Il inspira profondément. Comme s’il se remplissait. Son dos se redressa. Quelque chose dans la façon dont elle avait dit « Je sais » avait tout réveillé en lui. La façon dont elle en avait fait un lien entre eux.

Au bout d’un moment, il dit :

— Je voulais vous retrouver. Je me disais que le moment qu’on avait passé dans l’ascenseur, je pensais que c’était…

— Je sais.

Il avait la peau toute chaude, comme si une espèce de feu Saint-Elme courait sur son corps. Il n’avait jamais rien éprouvé de pareil.

— Mais…, dit-elle.

Et il apprit encore un autre sentiment : une sorte de terreur qui l’étreignait, là, sous les côtes. Il attendit le coup qui devait tomber.

Le silence se poursuivit. Une petite averse isolée s’abattit sur lui, s’éclaircit, et puis il vit à nouveau, de l’autre côté du Potomac haché par le vent, l’énorme monde aqueux, tumultueux, terrible. Onirique.

— Donnez-moi votre numéro, fit sa voix, dans son oreille.

— Quoi ?

— Donnez-moi votre numéro, dit-elle à nouveau.

Il le lui donna, et ajouta :

— Je m’appelle Frank Vanderwal.

— Frank Vanderwal, répéta-t-elle, avant de répéter aussi son numéro.

— C’est ça.

— Écoutez, laissez-moi un peu de temps, dit-elle. Je ne sais pas combien.

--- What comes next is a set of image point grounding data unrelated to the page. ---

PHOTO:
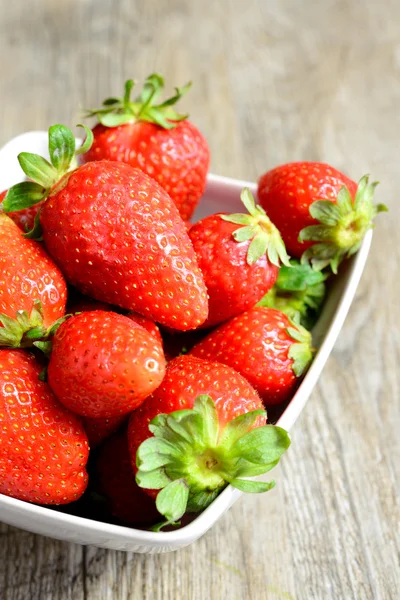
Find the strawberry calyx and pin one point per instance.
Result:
(118, 111)
(27, 330)
(257, 227)
(342, 225)
(299, 292)
(301, 351)
(191, 460)
(44, 175)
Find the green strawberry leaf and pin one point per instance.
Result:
(118, 111)
(341, 226)
(252, 487)
(61, 149)
(23, 195)
(192, 452)
(257, 227)
(38, 168)
(172, 500)
(262, 445)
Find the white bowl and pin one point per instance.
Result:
(222, 194)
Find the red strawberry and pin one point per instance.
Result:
(30, 282)
(154, 138)
(101, 428)
(269, 350)
(209, 429)
(147, 324)
(239, 265)
(116, 235)
(116, 481)
(103, 364)
(81, 303)
(25, 219)
(43, 447)
(321, 214)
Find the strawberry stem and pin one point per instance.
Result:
(27, 330)
(257, 227)
(190, 459)
(118, 111)
(44, 174)
(341, 226)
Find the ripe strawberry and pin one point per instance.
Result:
(103, 364)
(322, 214)
(239, 265)
(101, 428)
(43, 447)
(262, 344)
(154, 138)
(80, 303)
(32, 288)
(115, 233)
(147, 324)
(25, 219)
(209, 430)
(116, 481)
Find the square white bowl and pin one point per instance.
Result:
(222, 194)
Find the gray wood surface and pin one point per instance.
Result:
(274, 81)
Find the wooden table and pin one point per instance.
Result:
(273, 82)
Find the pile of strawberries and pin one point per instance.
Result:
(155, 343)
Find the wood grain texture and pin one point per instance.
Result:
(274, 81)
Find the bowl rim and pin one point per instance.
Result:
(203, 521)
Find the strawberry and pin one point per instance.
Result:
(115, 233)
(43, 447)
(32, 288)
(116, 482)
(209, 430)
(262, 344)
(80, 303)
(322, 214)
(25, 219)
(103, 364)
(154, 138)
(239, 265)
(147, 324)
(98, 430)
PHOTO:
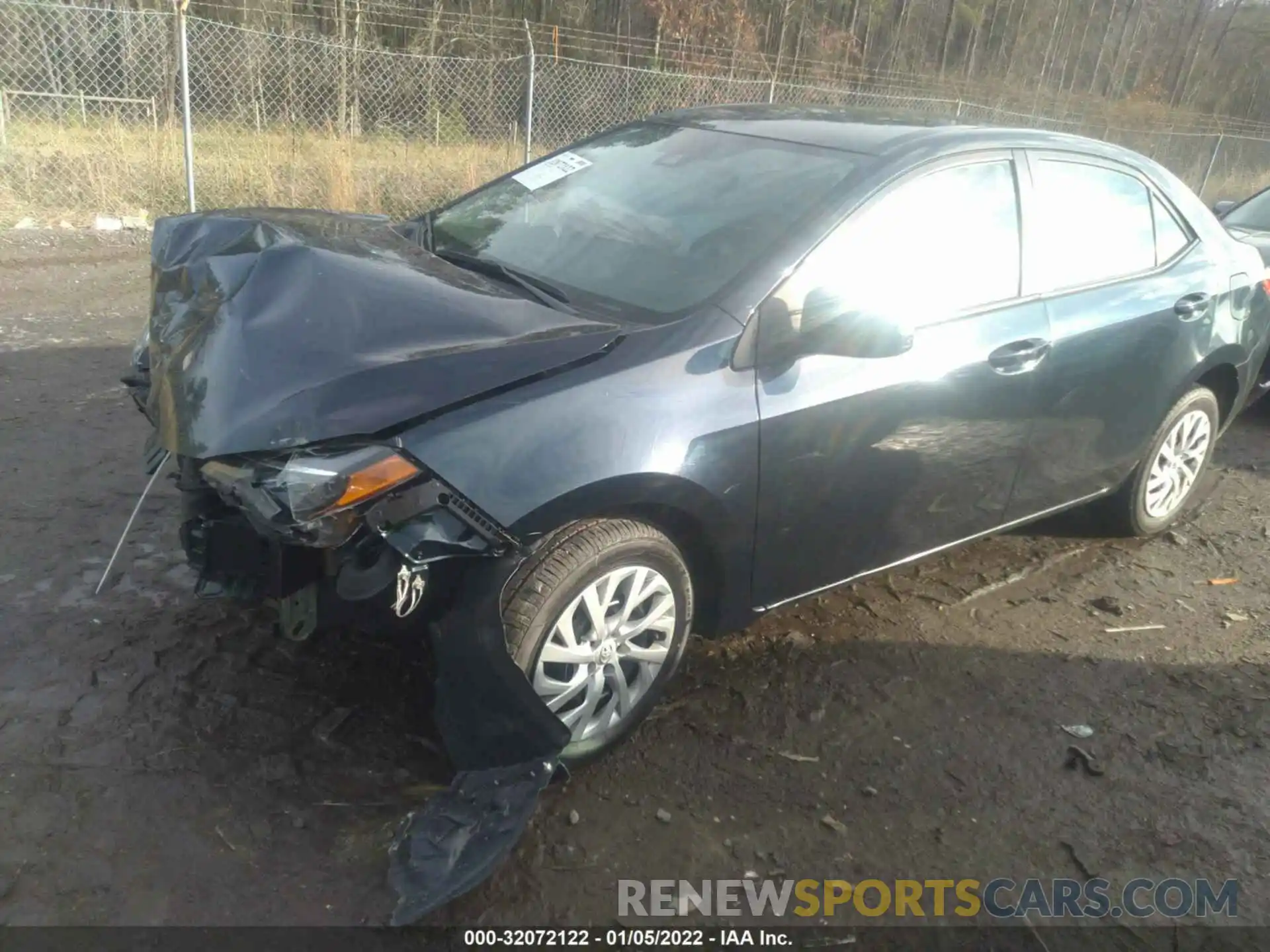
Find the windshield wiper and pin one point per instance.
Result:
(545, 292)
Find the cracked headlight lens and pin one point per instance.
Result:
(305, 489)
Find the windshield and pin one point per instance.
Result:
(654, 218)
(1254, 214)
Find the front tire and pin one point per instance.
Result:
(597, 619)
(1175, 462)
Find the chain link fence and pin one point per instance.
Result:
(91, 116)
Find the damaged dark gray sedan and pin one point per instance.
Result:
(683, 372)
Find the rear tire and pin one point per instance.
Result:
(601, 681)
(1175, 462)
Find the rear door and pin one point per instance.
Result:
(1130, 295)
(865, 461)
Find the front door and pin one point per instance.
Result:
(870, 460)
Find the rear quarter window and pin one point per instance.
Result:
(1091, 223)
(1171, 237)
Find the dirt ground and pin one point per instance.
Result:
(164, 760)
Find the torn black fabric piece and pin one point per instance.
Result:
(499, 735)
(458, 840)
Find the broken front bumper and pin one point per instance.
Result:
(384, 559)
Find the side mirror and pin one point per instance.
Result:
(831, 328)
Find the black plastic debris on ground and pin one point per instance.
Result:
(499, 735)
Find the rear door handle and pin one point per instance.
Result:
(1019, 356)
(1191, 306)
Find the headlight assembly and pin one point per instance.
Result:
(310, 493)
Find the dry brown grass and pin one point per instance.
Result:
(71, 173)
(54, 173)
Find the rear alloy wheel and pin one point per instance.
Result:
(1171, 469)
(599, 619)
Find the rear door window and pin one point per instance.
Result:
(1090, 223)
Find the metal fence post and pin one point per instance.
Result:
(529, 98)
(185, 100)
(1212, 161)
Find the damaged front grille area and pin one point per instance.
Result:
(230, 556)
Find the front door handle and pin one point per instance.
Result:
(1191, 306)
(1019, 356)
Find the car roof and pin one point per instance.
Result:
(873, 131)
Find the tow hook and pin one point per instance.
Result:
(412, 580)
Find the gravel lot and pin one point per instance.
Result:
(159, 761)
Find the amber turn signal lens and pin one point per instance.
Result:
(376, 477)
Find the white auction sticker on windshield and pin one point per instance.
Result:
(550, 171)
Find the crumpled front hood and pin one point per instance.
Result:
(275, 328)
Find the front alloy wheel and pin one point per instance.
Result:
(599, 619)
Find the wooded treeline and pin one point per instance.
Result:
(1206, 56)
(1159, 60)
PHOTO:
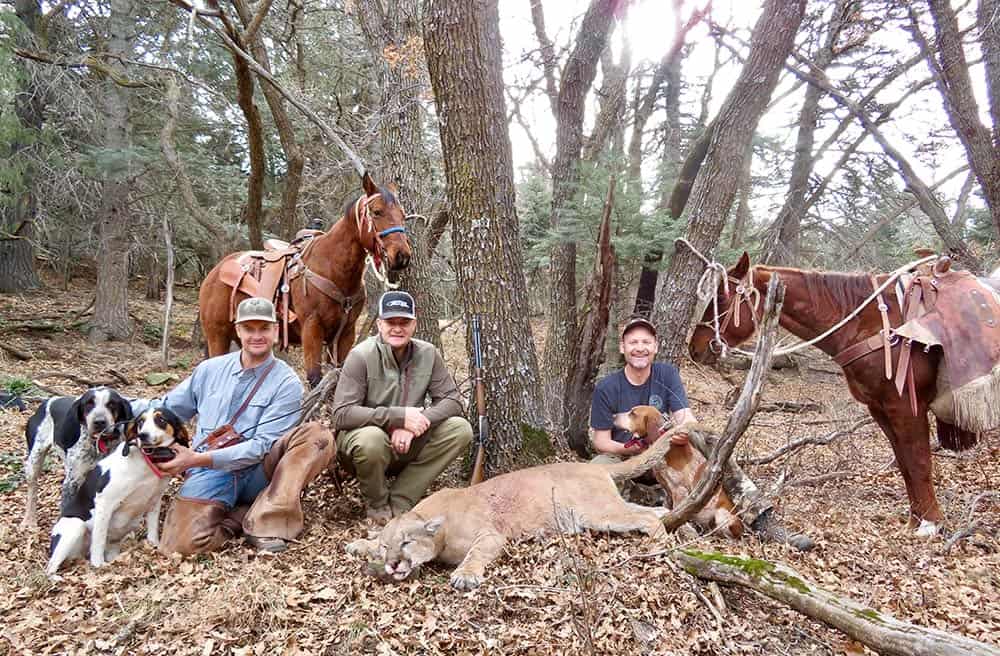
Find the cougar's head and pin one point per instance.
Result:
(406, 543)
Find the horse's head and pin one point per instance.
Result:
(735, 310)
(381, 225)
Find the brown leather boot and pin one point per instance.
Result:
(197, 526)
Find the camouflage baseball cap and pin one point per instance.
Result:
(256, 309)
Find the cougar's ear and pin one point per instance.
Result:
(741, 267)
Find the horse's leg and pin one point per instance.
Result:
(312, 349)
(910, 439)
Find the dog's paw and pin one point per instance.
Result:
(360, 548)
(465, 580)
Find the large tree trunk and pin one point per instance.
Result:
(114, 217)
(405, 161)
(952, 75)
(577, 78)
(294, 158)
(782, 245)
(17, 253)
(713, 191)
(462, 42)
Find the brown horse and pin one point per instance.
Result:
(815, 302)
(373, 223)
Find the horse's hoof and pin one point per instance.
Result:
(927, 529)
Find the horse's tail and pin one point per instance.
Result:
(640, 464)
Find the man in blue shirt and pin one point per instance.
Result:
(247, 467)
(641, 382)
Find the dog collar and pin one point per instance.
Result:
(152, 466)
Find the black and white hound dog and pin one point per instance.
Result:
(81, 429)
(125, 486)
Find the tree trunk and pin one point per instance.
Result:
(17, 253)
(589, 350)
(405, 161)
(294, 159)
(713, 191)
(114, 217)
(782, 244)
(952, 75)
(462, 43)
(577, 78)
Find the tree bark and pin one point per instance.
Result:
(882, 633)
(952, 75)
(589, 350)
(294, 158)
(743, 412)
(17, 253)
(577, 78)
(405, 160)
(114, 219)
(782, 244)
(713, 192)
(462, 43)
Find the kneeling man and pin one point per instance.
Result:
(247, 467)
(379, 409)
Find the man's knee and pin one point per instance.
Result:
(366, 444)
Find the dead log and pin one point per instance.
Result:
(794, 445)
(318, 395)
(740, 418)
(878, 631)
(17, 353)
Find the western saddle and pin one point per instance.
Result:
(270, 273)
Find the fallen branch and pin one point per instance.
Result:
(314, 400)
(818, 440)
(17, 353)
(882, 633)
(746, 405)
(972, 526)
(76, 379)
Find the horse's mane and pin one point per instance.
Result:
(841, 291)
(387, 196)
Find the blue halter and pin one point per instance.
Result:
(389, 231)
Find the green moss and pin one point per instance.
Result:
(536, 443)
(751, 566)
(869, 615)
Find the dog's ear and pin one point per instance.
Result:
(123, 409)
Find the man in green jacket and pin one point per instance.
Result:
(398, 412)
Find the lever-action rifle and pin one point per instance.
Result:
(479, 464)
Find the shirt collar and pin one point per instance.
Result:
(238, 369)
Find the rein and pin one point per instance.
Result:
(724, 348)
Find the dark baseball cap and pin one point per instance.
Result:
(396, 304)
(636, 322)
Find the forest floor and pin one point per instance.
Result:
(589, 594)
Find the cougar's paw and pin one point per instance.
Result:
(360, 548)
(464, 580)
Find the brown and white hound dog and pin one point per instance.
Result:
(682, 467)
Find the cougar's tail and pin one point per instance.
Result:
(643, 462)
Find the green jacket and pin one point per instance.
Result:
(373, 390)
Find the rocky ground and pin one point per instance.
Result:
(590, 594)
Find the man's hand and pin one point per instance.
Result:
(400, 440)
(184, 459)
(415, 421)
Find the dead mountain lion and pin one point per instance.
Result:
(470, 526)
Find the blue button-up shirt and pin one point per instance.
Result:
(217, 388)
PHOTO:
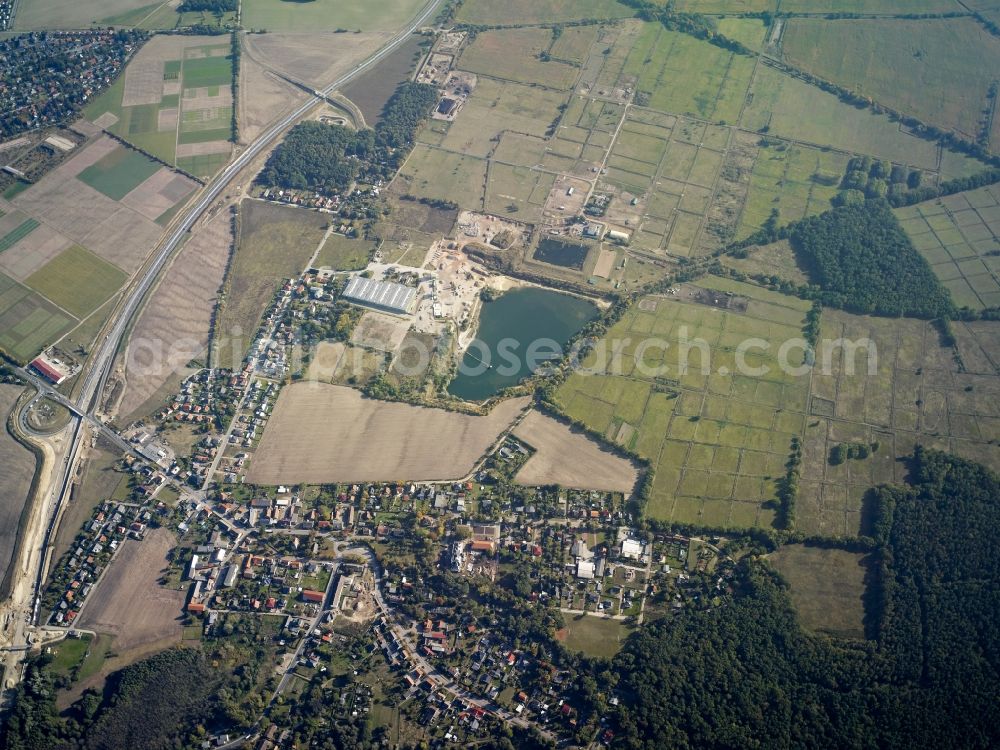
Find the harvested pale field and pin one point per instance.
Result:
(28, 255)
(129, 604)
(571, 459)
(203, 149)
(605, 263)
(325, 361)
(272, 97)
(323, 434)
(174, 326)
(17, 466)
(380, 331)
(159, 193)
(316, 59)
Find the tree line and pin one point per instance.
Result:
(330, 158)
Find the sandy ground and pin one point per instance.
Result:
(128, 603)
(174, 325)
(570, 459)
(322, 434)
(160, 192)
(17, 466)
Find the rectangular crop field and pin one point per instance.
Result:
(827, 587)
(940, 71)
(793, 109)
(275, 244)
(673, 381)
(513, 54)
(28, 322)
(960, 237)
(684, 75)
(329, 15)
(797, 180)
(324, 433)
(77, 280)
(491, 13)
(118, 173)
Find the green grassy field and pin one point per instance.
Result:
(77, 280)
(684, 75)
(940, 71)
(329, 15)
(202, 69)
(17, 234)
(432, 173)
(496, 106)
(717, 434)
(785, 106)
(797, 180)
(27, 320)
(490, 13)
(119, 173)
(594, 636)
(915, 392)
(827, 587)
(275, 244)
(344, 254)
(512, 54)
(960, 237)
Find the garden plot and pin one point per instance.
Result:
(960, 237)
(916, 393)
(717, 434)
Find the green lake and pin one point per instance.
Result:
(517, 332)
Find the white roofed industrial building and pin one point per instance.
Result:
(382, 295)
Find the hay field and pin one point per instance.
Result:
(827, 587)
(329, 15)
(275, 243)
(129, 604)
(323, 434)
(77, 280)
(497, 106)
(570, 459)
(940, 71)
(491, 13)
(512, 54)
(793, 109)
(797, 180)
(717, 437)
(15, 480)
(69, 14)
(174, 101)
(918, 393)
(28, 321)
(67, 205)
(173, 327)
(960, 237)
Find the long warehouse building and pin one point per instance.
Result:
(381, 295)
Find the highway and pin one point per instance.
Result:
(101, 362)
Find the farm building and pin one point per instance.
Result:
(381, 295)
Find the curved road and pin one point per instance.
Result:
(102, 360)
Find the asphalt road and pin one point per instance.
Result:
(102, 360)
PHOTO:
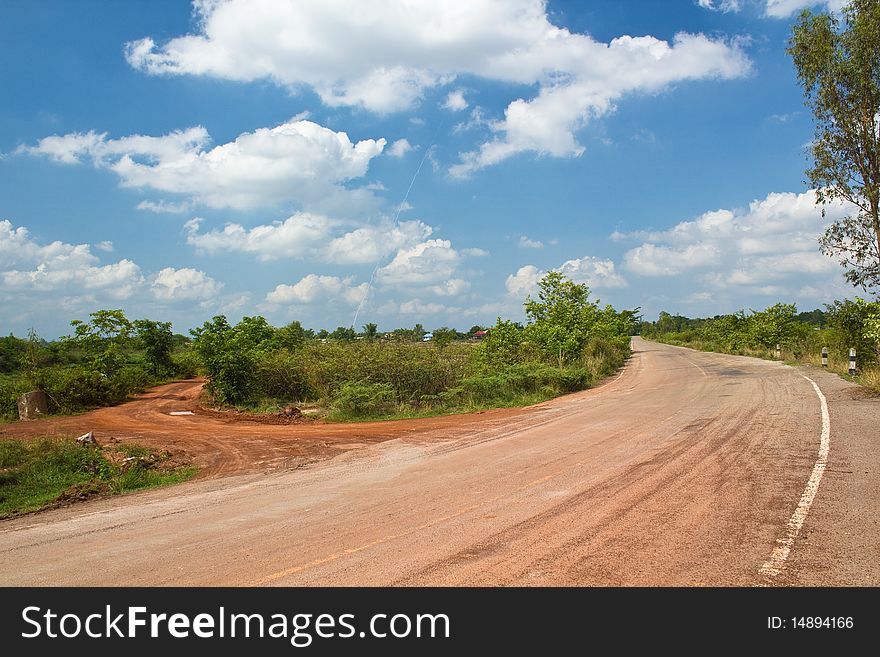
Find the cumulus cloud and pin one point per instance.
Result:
(452, 288)
(654, 260)
(527, 243)
(184, 285)
(399, 148)
(318, 289)
(786, 8)
(422, 308)
(371, 243)
(294, 237)
(774, 239)
(295, 161)
(384, 55)
(596, 273)
(724, 6)
(428, 262)
(26, 264)
(164, 207)
(305, 235)
(455, 101)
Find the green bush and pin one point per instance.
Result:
(364, 399)
(185, 364)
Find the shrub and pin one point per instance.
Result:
(364, 399)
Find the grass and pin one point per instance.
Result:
(406, 412)
(46, 472)
(867, 376)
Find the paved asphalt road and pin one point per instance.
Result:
(688, 469)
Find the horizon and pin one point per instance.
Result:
(400, 167)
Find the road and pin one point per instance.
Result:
(687, 469)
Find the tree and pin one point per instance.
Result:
(292, 336)
(103, 338)
(343, 334)
(562, 318)
(443, 336)
(371, 331)
(157, 341)
(838, 65)
(229, 355)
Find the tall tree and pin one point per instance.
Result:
(838, 65)
(157, 341)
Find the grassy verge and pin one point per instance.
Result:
(46, 472)
(868, 376)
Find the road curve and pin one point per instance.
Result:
(684, 470)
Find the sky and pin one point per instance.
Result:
(342, 162)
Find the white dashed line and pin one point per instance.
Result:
(775, 564)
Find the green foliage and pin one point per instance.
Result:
(371, 331)
(563, 320)
(157, 341)
(838, 65)
(37, 473)
(343, 334)
(503, 345)
(185, 363)
(775, 325)
(102, 339)
(444, 336)
(12, 351)
(228, 354)
(364, 399)
(850, 325)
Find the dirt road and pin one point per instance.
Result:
(688, 469)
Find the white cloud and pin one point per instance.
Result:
(372, 243)
(455, 101)
(295, 161)
(594, 272)
(421, 308)
(383, 56)
(295, 237)
(598, 75)
(318, 289)
(527, 243)
(524, 282)
(725, 6)
(305, 235)
(452, 288)
(785, 8)
(26, 265)
(184, 285)
(164, 207)
(429, 262)
(653, 260)
(773, 240)
(399, 148)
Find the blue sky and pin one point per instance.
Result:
(245, 157)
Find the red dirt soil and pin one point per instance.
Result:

Et la communication fut coupée.

37

Le deuxième jour de tempête passa comme dans un état d’animation suspendue, identique à la veille, tout le monde faisant contre mauvaise fortune bon cœur, serrant les dents en attendant que la situation s’améliore. La pluie était moins torrentielle, mais il avait tellement plu au cours des dernières vingt-quatre heures que les zones inondées restaient sous l’eau. Les nuages continuaient à se bousculer dans le ciel, et les marées étant beaucoup plus hautes que la normale, toute la région, autour de la baie de Chesapeake, était inondée. En dehors d’opérations de sauvetage d’urgence, on ne pouvait rien tenter ; il fallait attendre. Tous les transports étaient impraticables. Le téléphone était toujours coupé, et des centaines de milliers de gens étaient privés d’électricité. Éviter de se noyer prenait le pas même sur l’instinct de journaliste (enfin, presque), et les reporters du monde entier avaient beau converger sur la capitale pour rendre compte de cet événement sensationnel – la capitale de l’hyperpuissance submergée, accablée –, ils ne pouvaient généralement pas aller plus loin que les limites de la tempête, ou de l’inondation. À l’intérieur, c’était l’état d’urgence, et tout le monde était occupé à sauver les gens, à les reloger et à les aider à s’en tirer, d’une façon ou d’une autre. La Garde nationale était sur tous les fronts, tous les hélicoptères étaient réquisitionnés. Les images vidéo et digitales générées pour l’édification du monde étaient encore incidentes par rapport au reste ; cela seul traduisait le fait que les lois naturelles ne s’appliquaient plus, et que la priorité absolue était le retour à la situation normale, c’est-à-dire au tout-spectacle permanent. Une partie de la Garde nationale était postée sur les routes autour de la zone inondée, afin d’empêcher les gens de se ruer vers la région avec la même impétuosité que l’eau.